Reputation: 107
CompanyName Desired Output
Abbey Company.Com abbey company
Manisd Company .com manisd company
Idely.com idely
How can i remove .com,while taking care that "com" from company is not effected. I've tried the below code
stopwords = c("limited"," l.c.", " llc","corporation"," &"," ltd.","llp ",
"l.l.c","incorporated","association","s.p.a"," l.p.","l.l.l.p","p.a ","p.c ",
"chtd ","chtd. ","r.l.l.l.p ","rlllp ", "the "," lmft", " inc.", ".com")
file_new1$CompanyName<-gsub(paste0(stopwords,collapse = "|"),"", file_new1$CompanyName)
already refereed to this link
Remove certain words in string from column in dataframe in R
Upvotes: 2
Views: 152
Reputation: 4482
You can do gsub("\\.Com","",dt$CompanyName)

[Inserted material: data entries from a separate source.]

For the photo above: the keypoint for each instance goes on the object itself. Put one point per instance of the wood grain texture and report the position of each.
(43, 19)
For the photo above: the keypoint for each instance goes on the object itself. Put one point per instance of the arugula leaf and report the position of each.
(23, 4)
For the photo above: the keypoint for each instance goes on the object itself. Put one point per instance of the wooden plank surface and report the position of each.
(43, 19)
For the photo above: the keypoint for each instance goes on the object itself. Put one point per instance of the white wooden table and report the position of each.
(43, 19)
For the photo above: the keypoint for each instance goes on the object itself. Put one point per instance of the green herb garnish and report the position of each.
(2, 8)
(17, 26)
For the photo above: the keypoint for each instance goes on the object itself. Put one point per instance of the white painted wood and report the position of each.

. Assuming that your data.table
is called dt
UPDATE
Another solution might be to keep only the "stuff" before the dot (".").
So
CompanyName <- data.table(V1=c("Abbey Company.Com", "Manisd Company .com", "Idely.com"))
> CompanyName
V1
1: Abbey Company.Com
2: Manisd Company .com
3: Idely.com
CompanyName$V1 <- sel_strsplit(CompanyName$V1,"\\.",1)
> CompanyName
V1
1: Abbey Company
2: Manisd Company
3: Idely
That way you don't have to care if you have ".com", or ".COM", or ".co.uk" etc
Upvotes: 3
Reputation: 24480
If you have:
CompanyName <- c("Abbey Company.Com", "Manisd Company .com", "Idely.com")
You could try:
gsub(paste0(gsub("\\.","\\\\.",stopwords),collapse = "|"),"",
tolower(CompanyName))
#[1] "abbey company" "manisd company " "idely"
Upvotes: 4